Em ação de Execução de Título Extrajudicial, a representante do Ministério Público do Estado do Pará alega o descumprimento de três itens do CAC: o prefeito não enviou os extratos mensais, não fez publicidade das transferências realizadas da conta bancária indicada e não disponibilizou planilha detalhada acerca da destinação das verbas dos royalties através de link da internet.

Foi instaurado no âmbito da 5ª PJ de Direitos Constitucionais Fundamentais, Ações Constitucionais, Defesa da Probidade Administrativa e Fazenda Pública de Altamira o Procedimento Administrativo nº 05/2019 porque os Portais da Transparência dos Municípios de Altamira e Vitória do Xingu indicavam que estes, desde 2016, já haviam recebido a título de quota-parte da compensação financeira (royalties) pelo funcionamento da usina hidrelétrica de Belo Monte o total de R$47.686.459,00 (quarenta e sete milhões seiscentos e oitenta e seis mil quinhentos e cinquenta e nove centavos), o que apontava a necessidade de o Ministério Público acompanhar e fiscalizar, de forma continuada, as atuações das respectivas Prefeituras e prefeitos na aplicação desse dinheiro.

O prefeito Claudomiro Gomes assumiu o compromisso de adotar medidas que garantissem a máxima transparência de todos os recursos recebidos pelo Município de Altamira a título de royalties decorrentes das atividades de exploração de recursos hídricos ou minerais, dentro dos seus limites territoriais.

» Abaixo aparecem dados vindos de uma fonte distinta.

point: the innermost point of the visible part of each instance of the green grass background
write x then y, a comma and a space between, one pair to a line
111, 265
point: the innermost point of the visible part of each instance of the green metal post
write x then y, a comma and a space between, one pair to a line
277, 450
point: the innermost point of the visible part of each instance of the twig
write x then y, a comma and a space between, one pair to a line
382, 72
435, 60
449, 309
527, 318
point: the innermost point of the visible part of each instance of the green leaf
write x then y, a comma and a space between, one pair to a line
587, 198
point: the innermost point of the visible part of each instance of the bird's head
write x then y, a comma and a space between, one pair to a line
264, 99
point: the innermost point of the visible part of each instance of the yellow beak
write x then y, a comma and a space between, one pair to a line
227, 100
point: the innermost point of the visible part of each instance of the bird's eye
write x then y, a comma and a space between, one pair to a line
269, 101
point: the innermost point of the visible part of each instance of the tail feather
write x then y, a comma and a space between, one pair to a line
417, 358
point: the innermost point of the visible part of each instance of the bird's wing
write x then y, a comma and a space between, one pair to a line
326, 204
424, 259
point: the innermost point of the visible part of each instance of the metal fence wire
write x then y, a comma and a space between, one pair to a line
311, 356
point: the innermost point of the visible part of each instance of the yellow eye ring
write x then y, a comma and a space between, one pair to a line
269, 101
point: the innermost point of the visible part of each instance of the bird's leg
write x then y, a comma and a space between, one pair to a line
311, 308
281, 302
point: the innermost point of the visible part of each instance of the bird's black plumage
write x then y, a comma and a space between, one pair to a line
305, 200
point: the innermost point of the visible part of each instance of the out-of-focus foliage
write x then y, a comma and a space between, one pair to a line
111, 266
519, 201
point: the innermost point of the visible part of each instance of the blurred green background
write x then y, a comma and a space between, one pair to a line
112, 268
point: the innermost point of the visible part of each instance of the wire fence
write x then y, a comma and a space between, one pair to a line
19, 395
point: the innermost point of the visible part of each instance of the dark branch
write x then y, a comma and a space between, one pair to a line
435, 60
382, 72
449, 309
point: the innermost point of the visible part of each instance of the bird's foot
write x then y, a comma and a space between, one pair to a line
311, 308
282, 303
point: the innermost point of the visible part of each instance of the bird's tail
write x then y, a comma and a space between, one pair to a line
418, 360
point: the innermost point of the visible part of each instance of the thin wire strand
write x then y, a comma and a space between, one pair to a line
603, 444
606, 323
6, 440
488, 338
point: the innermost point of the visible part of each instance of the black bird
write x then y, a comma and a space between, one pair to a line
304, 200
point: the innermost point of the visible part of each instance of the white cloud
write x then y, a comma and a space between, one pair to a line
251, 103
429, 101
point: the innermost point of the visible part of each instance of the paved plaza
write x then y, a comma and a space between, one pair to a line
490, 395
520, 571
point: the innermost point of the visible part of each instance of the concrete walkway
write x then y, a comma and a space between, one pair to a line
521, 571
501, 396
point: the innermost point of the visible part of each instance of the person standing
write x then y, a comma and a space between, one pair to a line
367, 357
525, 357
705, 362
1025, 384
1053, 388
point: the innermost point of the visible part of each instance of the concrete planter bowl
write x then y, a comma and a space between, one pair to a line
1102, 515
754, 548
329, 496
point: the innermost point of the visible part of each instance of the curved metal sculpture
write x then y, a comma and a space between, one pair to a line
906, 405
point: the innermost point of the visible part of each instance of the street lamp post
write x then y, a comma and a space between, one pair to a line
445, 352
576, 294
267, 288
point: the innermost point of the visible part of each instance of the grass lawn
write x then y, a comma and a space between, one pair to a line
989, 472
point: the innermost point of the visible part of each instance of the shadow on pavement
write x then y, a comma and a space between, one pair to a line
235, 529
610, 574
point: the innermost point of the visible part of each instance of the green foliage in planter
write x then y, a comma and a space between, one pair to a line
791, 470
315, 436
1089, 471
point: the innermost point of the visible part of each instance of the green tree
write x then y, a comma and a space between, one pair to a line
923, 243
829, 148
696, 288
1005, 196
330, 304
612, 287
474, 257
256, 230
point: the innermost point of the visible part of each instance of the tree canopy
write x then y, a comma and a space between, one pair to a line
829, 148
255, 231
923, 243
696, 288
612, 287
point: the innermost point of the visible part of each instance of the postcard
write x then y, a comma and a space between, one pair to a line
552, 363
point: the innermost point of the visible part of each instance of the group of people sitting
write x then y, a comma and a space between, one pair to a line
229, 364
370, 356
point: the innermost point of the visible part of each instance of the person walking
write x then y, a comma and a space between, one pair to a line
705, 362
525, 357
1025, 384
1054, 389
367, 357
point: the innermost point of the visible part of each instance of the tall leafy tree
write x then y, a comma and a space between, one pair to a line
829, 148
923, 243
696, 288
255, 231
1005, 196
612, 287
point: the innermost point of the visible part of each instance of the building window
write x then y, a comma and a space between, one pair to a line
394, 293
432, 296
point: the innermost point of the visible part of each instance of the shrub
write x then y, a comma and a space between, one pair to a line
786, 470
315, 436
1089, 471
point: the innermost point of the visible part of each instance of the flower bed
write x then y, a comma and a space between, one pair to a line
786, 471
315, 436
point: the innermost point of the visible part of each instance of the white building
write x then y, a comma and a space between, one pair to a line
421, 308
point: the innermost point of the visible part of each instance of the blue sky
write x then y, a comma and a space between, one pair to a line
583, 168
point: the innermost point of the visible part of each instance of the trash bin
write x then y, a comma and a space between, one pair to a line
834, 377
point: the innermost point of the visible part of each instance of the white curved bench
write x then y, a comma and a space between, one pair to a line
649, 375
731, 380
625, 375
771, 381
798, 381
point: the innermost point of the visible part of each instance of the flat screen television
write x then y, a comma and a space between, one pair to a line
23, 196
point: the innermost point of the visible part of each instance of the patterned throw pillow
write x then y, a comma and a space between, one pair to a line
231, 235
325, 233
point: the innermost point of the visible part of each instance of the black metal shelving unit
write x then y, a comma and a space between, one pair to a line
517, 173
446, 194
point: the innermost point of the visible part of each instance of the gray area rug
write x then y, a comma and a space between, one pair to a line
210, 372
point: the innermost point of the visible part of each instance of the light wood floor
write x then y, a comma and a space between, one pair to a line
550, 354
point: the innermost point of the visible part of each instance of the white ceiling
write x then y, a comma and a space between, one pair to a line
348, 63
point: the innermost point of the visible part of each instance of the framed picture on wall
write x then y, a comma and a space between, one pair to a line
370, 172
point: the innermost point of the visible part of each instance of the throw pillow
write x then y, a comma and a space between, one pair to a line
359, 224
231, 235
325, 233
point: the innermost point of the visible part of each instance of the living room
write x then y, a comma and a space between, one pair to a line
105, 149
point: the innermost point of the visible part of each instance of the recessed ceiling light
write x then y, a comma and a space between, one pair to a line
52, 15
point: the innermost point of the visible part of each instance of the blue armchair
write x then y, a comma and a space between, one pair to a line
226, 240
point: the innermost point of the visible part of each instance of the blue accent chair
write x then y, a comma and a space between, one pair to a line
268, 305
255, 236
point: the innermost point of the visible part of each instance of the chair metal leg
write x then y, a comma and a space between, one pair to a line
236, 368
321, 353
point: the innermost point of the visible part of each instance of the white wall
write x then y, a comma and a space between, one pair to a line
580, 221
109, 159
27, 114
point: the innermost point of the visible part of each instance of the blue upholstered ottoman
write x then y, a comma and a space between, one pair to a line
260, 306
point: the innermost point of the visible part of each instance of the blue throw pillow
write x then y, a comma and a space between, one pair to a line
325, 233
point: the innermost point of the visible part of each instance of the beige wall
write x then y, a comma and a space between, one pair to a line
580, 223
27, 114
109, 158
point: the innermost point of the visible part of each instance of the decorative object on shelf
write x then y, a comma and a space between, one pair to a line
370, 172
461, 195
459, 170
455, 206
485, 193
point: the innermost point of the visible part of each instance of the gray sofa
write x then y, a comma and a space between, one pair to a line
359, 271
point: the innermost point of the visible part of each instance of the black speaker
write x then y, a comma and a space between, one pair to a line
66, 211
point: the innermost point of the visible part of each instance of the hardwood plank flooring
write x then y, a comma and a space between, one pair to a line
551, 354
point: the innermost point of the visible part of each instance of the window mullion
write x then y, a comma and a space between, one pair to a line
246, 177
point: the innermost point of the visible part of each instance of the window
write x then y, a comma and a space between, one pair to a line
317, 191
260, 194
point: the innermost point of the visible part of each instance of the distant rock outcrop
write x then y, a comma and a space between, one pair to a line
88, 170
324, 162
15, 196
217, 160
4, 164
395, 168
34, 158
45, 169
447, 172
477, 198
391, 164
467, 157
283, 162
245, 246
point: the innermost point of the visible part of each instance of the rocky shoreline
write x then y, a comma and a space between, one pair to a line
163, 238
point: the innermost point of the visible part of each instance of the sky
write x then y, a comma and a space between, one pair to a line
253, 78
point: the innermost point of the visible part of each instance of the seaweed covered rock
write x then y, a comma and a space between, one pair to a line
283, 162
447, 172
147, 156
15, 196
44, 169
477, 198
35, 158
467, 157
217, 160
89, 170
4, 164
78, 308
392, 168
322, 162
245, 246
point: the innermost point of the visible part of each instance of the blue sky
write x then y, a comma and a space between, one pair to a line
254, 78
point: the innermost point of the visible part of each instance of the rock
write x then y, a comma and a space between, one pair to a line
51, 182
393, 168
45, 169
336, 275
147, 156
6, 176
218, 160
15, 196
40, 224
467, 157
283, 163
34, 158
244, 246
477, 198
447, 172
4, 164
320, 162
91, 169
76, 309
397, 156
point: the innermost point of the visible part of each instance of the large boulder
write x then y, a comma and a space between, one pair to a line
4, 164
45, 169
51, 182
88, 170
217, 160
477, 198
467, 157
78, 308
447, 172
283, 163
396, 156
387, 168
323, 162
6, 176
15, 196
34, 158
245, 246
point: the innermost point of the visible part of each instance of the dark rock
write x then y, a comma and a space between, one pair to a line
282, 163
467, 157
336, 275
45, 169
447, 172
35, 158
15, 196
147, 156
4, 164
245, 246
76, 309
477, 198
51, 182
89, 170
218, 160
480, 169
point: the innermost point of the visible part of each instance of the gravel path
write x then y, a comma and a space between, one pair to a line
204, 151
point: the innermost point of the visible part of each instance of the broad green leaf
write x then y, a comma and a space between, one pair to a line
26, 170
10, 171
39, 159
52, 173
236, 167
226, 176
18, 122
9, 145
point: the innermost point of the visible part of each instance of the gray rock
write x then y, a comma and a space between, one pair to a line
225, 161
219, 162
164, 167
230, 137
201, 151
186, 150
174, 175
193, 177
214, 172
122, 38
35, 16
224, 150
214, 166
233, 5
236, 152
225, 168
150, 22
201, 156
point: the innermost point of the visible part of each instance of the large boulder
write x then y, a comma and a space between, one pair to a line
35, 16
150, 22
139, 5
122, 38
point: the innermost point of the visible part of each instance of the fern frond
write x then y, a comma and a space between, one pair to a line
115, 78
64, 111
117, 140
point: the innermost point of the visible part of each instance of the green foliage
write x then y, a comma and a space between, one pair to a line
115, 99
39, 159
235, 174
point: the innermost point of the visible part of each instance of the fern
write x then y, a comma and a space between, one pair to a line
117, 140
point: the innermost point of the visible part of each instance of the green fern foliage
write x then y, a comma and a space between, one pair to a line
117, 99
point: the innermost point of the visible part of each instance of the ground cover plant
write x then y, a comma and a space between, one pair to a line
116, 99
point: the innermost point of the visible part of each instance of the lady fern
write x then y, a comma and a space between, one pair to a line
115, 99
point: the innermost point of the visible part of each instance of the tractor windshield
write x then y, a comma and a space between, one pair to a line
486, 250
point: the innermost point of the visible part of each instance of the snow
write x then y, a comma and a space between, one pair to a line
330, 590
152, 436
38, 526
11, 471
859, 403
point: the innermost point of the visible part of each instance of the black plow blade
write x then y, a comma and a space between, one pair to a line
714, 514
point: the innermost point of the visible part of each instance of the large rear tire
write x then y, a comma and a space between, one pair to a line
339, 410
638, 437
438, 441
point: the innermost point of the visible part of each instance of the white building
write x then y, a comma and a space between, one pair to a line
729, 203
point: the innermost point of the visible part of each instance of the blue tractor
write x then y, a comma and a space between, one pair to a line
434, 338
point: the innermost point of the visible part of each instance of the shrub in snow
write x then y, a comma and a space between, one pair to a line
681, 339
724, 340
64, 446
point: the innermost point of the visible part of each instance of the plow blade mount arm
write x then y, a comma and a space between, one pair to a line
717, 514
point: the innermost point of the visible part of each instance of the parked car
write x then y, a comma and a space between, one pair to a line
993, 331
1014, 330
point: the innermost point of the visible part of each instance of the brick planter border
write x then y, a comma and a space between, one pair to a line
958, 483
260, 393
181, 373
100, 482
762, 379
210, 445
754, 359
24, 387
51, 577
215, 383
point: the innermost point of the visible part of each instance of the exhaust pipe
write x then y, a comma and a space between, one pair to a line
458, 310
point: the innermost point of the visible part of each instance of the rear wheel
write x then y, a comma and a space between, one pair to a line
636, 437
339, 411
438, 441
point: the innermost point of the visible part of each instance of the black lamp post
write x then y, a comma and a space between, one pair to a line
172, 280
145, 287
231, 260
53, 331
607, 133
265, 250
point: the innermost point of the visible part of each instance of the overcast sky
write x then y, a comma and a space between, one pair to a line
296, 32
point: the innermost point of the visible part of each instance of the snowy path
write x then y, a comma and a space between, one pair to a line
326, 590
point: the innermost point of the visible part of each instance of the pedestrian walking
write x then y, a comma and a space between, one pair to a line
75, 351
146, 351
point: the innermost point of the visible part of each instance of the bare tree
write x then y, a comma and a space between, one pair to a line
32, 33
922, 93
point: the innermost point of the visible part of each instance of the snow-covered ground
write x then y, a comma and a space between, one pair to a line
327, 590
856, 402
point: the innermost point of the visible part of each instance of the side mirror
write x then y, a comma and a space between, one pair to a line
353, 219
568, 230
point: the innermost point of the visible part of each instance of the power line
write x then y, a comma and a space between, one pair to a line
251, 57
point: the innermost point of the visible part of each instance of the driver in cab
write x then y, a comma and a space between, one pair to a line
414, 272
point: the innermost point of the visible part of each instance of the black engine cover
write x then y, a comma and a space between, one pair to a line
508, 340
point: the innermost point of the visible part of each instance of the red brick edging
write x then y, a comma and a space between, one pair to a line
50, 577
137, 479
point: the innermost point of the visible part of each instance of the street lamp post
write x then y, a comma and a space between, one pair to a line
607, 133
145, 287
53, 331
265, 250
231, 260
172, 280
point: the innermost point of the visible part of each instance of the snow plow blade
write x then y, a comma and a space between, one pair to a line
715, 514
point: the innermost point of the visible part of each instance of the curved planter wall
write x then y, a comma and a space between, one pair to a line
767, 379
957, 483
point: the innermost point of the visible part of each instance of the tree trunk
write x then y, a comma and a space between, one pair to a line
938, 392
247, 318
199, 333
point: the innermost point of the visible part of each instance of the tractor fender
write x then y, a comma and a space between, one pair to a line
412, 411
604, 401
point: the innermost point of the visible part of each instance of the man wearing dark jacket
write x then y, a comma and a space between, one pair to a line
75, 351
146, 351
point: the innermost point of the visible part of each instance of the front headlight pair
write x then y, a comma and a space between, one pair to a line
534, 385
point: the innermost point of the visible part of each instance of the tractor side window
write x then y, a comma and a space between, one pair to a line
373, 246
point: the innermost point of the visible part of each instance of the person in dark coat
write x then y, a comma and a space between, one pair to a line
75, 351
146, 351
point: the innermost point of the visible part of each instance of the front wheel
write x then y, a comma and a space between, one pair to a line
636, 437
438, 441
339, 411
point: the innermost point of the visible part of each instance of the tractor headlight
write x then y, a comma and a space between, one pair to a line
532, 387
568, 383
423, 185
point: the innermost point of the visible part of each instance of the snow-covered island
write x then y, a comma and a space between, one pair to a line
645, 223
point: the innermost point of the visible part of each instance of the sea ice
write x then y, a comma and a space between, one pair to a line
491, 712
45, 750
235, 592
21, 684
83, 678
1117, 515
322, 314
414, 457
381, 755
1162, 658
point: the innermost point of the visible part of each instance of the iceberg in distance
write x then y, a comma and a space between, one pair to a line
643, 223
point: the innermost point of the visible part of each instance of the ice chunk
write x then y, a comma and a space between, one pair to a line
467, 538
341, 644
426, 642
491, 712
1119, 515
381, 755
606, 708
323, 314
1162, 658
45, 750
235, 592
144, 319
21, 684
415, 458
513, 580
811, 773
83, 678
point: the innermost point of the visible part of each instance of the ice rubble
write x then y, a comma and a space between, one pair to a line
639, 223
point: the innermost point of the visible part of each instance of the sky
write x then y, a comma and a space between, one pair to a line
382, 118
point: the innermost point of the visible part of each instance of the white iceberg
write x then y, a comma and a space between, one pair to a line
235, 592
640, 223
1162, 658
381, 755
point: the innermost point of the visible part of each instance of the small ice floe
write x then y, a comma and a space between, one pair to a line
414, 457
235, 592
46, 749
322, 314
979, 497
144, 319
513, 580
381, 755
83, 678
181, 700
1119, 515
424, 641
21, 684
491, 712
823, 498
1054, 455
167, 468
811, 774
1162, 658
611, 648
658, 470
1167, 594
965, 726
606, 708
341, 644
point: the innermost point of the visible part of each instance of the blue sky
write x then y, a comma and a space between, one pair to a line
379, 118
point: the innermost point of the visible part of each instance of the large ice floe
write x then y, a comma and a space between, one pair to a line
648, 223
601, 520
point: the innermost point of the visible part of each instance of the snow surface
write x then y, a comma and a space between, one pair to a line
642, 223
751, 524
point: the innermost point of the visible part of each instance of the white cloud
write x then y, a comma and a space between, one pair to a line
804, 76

Inclusive, em encontro realizado em junho, o prefeito e a prefeitura foram advertidos pela Promotoria de Justiça, que chegou a conceder um novo prazo, pedido ao MPPA para reunir as informações, mas de novo não foram enviadas. Agora o MPPA requer o cumprimento do estabelecido no CAC, acrescido da multa para cada dia de atraso da entrega, além de multa correspondente aos dias de atraso já vigentes, como consta no CAC, resultando em R$1.738.648,72.